Download the Wikiserver

Here are the release notes:

The WIKIPEDIA OFFLINE SERVER (temporary name)

This is a ruby script designed to enable you to browse offline HTML-dumps of the Wikipedia for any language (downloadable from http://download.wikipedia.org). The script uses 7zip to selectively uncompress only the files needed (it unpacks a few css files etc at the beginning), keeps a cache of all files already read, and implements an internal webserver (Webrick) which can be viewed at http://localhost:2000/wiki. Currently it is very unfinished, but still quite useable. I am putting it out there for people to try - and I think it could become a great tool with some help (especially with 7zip).

THE PROBLEM WITH 7ZIP\

The wikipedia-(language version)-html.7z is a compressed files that contains all the individual html files (generated from the Wikipedia sql) that make up a language wiki. This can run up to hundreds of thousands of files (or millions for the bigger Wikis). If we uncompressed these to the harddrive, they would take up very much space, both because they are big, and because there is a very large amount of small files, that still take up on block (depending on file system). We want to be able to use the 7zip file directly. Currently I use the off-the-shelf 7zip decompressor, but it’s slow. It was not optimized for finding one file within 100,000. Depending on your computer, on my 2 year old iBook it can take up to 14 seconds to locate one file from the Norwegian Wikipedia. This is independent of my script.

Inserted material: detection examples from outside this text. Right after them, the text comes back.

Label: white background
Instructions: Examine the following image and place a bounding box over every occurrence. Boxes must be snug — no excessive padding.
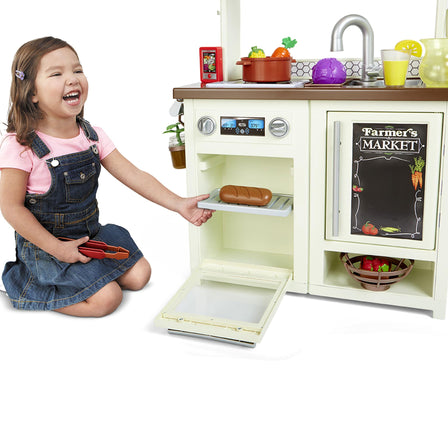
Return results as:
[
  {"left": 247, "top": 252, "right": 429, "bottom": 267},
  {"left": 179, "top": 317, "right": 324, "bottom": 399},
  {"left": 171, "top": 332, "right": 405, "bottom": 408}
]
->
[{"left": 0, "top": 0, "right": 448, "bottom": 448}]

Proposed solution: I am quite sure that it would be easy (a few hours) to use the freely available source code for 7zip to implement a small tool that indexes a 7zip compressed file (writes all the filenames, and their offsets, in a separate file). If we then modified the uncompressor so that it reads the offset from this file, and not by going through the entire file from start to finish, I think we could get the time to uncompress down to almost nothing. This would radically improve the useability of this project (and might be useful for other projects too). My problem is that I know nothing of C, and I don’t really have the time to learn. I would REALLY really appreciate some help here!!

LIMITATIONS (UPDATE)\

It seems that using links that have non-ASCII characters (including the last three in the Norwegian alphabet) do not work at all on Mac or Windows (could be my sh setup that is bad), but has been reported to work on Linux. Does this suck insanely? YES! Is it easy to fix? Not necessarily, because I need to get the unicode characters correctly from the webbrowser, to the webserver, through the commandline, to the 7zip commandline utility. This is obviously a high priority for me, also because it renders the Chinese stuff completely unusable. Note that it can display articles with unicode perfectly, just cannot deal with the filenames.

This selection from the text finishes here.